Last week the Educational Gaming Commons hosted a brownbag on the Typo! game being used at Schuylkill in sections of English 15 being taught by Bim Angst.
This tool is designed to test your proofing ability – a very key skill for any working copywriter. But of course, writing is more than just proofing. Stuart Selber in the English department wondered if there was more, so I thought I would look around.
Interestingly, most “educational” writing or language games are targeted for younger students and are fairly low-level. So time to think creatively.
One possibility that occurred to me are some “parlor” games like Taboo. In Taboo, you are given a word like “chess” and five words you CANNOT use to describe the game (e.g. game, pieces, chessboard, checkmate, pawn). Eliminating “cliche” words forces you to think of some other way to describe something – an interesting writing exercise, I think.
Another interesting class are exercises like Five Card Nancy or many other creative writing exercises. One that inspired terror in me was the one where adjectives were eliminated – Yikes.
From a gaming perspective, I find these interesting. If you follow Ruben Puentedura’s definition of a game which assume that there are both rules and a way to keep score (and to win), these exercises may not be exactly games. Although there are rules, and solutions, it may not clear who has the best solution. Then again, writing is one of the most open-ended activities out there along art and music. Why should their games be any different?
A Final Gaming Challenge for Writers and Educators
When conceptualizing a game for education, one of the hardest issues for me to consider is how to develop a compelling narrative or interaction that still delivers the learning objectives we want.

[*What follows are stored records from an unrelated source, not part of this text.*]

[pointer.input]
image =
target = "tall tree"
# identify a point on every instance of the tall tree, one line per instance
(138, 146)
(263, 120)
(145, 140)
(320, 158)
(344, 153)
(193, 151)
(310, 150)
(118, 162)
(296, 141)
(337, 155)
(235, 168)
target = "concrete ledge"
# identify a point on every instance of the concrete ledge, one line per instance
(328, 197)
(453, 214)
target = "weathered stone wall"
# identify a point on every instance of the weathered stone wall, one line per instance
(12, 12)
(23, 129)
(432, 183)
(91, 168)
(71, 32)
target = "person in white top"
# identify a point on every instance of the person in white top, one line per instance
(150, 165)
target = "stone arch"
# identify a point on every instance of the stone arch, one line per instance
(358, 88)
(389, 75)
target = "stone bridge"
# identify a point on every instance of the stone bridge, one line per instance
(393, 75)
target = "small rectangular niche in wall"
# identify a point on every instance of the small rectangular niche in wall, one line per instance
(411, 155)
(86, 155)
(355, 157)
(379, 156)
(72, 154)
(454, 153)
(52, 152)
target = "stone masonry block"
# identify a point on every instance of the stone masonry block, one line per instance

The point of the game should be that we’re so involved with it that we enter flow and “forget” that we’re learning (or forget that we’re learning something for school). Unfortunately, a fault of many educational games is that they are so educational, that the fun has been lost.
Is this something an understanding of writing could help with?
Elizabeth, I think the biggest obstacle to higher-level writing ‘games’ are the design and programming aspects. Someone has to be willing to invest the time and resources (read: money) to develop one. With all the programming logic required to enforce certain writing ‘rules’, it becomes a huge endeavor with an unknown ‘return’. Perhaps games that take advantage of 2.0 technologies and communities that share writing in a critical manner that is also somehow a game?